Forgiveness of Indebtedness Income- 2014
If you owe money to a bank, say on a mortgage loan, and the bank accepts a short sale which nets them 200K but you owe 300K, then you have 100K of what is called “forgiveness of indebtedness” (FOI) income for which you may be required to pay taxes. Historically, the primary methods of getting around FOI income and the related taxes were to file bankruptcy or prove that you were insolvent at the time. In 2009, because of the mortgage meltdown, Congress eliminated FOI income on short sales, deeds in lieu of foreclosure, etc of primary residences- but not permanently.
That law ran out at the end of 2013. This left some of my clients who did short sales, etc in 2014 in financial limbo.
Well, the recent budget bill which passed in Congress last week extended the law which eliminates FOI taxes on primary residence for 2014. That is good news. In addition, taxpayers can deduct mortgage insurance premiums paid in 2014- private and public. Newspaper articles indicated that Congress was pushing for 2 years on these bills, but the Administration held out for 1 year.
There is a payback, sort of.
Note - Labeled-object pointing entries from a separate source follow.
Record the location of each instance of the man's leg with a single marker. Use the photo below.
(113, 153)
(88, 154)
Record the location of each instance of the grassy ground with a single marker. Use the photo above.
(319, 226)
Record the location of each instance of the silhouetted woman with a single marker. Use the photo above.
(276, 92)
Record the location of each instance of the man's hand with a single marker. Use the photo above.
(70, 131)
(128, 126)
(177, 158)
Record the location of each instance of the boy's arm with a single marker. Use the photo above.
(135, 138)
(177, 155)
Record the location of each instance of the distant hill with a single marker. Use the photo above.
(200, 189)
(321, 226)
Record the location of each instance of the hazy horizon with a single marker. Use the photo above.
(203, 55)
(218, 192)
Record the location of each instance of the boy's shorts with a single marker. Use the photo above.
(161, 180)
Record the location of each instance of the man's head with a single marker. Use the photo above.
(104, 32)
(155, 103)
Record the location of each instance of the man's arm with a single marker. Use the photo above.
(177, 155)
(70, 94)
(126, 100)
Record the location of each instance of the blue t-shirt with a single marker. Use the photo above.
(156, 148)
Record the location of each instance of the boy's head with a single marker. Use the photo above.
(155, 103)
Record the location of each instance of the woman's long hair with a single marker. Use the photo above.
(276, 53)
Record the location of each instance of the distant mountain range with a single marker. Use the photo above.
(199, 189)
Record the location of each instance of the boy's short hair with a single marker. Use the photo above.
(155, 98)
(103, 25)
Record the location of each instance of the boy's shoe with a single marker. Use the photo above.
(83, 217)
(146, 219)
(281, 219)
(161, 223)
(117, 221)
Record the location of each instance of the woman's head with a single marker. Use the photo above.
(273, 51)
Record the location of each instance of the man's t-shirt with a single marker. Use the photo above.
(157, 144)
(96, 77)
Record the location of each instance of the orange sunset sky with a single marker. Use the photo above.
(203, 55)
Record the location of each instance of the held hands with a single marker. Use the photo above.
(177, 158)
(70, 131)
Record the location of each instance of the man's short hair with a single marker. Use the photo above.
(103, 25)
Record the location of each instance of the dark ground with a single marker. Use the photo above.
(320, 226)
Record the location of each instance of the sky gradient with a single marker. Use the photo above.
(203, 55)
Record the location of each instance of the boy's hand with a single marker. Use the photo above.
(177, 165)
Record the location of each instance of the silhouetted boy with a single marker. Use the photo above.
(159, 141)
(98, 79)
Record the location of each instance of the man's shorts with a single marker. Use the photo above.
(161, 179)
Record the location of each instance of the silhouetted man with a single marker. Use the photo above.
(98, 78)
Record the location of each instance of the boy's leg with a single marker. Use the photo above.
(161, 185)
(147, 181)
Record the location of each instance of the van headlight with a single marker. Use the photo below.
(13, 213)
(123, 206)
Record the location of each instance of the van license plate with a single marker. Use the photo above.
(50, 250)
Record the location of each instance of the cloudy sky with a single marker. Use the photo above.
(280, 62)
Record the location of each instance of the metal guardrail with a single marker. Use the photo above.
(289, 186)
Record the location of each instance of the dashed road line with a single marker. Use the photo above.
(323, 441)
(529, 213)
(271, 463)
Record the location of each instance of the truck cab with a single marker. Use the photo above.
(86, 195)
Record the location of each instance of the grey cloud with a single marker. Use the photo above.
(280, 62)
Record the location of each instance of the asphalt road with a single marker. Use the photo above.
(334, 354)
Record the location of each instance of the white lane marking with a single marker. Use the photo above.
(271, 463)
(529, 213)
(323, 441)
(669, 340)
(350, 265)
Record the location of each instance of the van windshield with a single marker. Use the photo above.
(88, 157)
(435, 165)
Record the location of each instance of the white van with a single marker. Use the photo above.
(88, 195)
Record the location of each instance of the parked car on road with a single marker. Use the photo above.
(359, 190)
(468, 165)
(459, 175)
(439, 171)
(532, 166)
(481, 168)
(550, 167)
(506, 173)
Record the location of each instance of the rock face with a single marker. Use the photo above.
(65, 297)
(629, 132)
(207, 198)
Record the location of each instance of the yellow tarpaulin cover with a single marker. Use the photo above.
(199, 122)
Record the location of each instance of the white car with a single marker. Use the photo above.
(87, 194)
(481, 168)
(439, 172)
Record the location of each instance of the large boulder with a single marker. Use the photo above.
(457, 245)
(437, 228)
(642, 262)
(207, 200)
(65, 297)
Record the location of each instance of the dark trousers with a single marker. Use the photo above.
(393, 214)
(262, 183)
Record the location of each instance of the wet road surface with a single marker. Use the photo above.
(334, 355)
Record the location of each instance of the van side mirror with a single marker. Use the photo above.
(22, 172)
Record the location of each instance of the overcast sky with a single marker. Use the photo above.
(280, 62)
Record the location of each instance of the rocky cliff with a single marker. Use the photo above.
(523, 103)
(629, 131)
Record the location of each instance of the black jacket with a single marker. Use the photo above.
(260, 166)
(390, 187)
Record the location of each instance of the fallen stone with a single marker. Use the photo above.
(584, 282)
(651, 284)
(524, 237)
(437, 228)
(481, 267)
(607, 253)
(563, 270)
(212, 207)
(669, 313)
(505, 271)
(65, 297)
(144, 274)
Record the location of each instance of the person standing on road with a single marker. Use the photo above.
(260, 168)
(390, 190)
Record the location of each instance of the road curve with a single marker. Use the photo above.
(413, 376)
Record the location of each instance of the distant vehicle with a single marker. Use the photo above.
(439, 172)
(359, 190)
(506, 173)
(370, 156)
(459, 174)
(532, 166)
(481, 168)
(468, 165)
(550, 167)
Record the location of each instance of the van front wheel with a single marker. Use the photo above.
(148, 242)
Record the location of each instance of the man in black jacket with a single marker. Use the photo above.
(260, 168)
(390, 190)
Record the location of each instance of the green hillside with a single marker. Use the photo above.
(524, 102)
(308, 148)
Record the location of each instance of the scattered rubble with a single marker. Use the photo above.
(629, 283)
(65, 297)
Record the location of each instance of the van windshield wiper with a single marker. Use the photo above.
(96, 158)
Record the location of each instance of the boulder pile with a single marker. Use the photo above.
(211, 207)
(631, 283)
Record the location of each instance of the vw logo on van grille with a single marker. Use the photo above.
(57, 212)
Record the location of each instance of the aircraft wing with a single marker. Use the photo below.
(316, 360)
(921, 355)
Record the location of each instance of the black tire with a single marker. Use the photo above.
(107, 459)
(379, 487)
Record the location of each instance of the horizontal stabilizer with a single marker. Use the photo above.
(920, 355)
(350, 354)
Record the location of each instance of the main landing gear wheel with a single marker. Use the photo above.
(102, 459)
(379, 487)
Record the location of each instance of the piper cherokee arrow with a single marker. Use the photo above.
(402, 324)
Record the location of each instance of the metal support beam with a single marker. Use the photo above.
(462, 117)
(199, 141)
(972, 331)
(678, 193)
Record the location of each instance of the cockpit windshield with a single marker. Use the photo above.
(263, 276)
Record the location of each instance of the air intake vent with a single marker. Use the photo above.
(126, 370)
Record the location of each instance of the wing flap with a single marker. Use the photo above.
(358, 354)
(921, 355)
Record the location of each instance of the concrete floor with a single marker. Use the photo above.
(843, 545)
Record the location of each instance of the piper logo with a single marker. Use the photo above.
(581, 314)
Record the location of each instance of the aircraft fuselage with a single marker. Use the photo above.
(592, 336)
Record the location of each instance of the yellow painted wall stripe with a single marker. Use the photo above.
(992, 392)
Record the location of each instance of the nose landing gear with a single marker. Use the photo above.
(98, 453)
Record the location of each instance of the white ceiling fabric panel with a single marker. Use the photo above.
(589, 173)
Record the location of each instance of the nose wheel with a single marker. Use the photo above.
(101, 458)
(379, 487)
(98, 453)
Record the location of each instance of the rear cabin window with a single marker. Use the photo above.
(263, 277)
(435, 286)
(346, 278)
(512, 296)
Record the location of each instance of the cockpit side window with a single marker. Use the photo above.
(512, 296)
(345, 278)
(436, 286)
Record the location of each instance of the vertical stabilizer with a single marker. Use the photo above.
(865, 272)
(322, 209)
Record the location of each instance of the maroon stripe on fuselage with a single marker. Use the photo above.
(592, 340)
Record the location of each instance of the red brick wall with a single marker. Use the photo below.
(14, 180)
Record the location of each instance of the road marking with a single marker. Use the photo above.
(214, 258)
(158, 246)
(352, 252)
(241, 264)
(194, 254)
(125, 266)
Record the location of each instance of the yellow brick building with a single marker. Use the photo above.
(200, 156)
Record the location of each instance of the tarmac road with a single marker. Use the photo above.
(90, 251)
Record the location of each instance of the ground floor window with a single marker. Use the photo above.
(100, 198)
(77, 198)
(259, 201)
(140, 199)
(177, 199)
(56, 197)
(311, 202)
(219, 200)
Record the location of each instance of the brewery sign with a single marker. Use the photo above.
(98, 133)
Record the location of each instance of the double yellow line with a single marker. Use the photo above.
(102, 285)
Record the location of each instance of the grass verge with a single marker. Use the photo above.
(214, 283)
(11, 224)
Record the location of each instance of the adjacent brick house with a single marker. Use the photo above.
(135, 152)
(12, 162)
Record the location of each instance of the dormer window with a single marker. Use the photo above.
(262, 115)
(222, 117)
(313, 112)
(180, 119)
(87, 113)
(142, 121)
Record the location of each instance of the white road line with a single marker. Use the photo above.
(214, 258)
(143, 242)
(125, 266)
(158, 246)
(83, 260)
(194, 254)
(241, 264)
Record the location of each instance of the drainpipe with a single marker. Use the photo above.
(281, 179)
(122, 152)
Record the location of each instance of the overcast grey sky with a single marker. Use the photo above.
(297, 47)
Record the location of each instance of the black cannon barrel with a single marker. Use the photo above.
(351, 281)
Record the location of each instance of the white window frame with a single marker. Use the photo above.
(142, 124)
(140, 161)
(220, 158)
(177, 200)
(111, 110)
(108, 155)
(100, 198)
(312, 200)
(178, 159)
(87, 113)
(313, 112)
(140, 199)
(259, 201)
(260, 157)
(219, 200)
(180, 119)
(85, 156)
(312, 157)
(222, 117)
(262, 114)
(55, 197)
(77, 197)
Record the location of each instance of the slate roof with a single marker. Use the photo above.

When Ed DeMarco was head of the FHFA, he stedfastly refused to allow principal reductions on mortgages owed by or sold to investors through FNMA, Freddie Mac, FHA, VA. The media lamented that if only the president could get his guy, Mel Watt, into the position of head of the FHFA, then the government loans could be subject to principal reduction. Well, Watt is in, but there is still no principal reduction on the government loans. Moreover, the Mortgage News claims that since FOI income tax relief is being extended, Watt can use that trinket to avoid principal reduction. Let’s see how that plays out.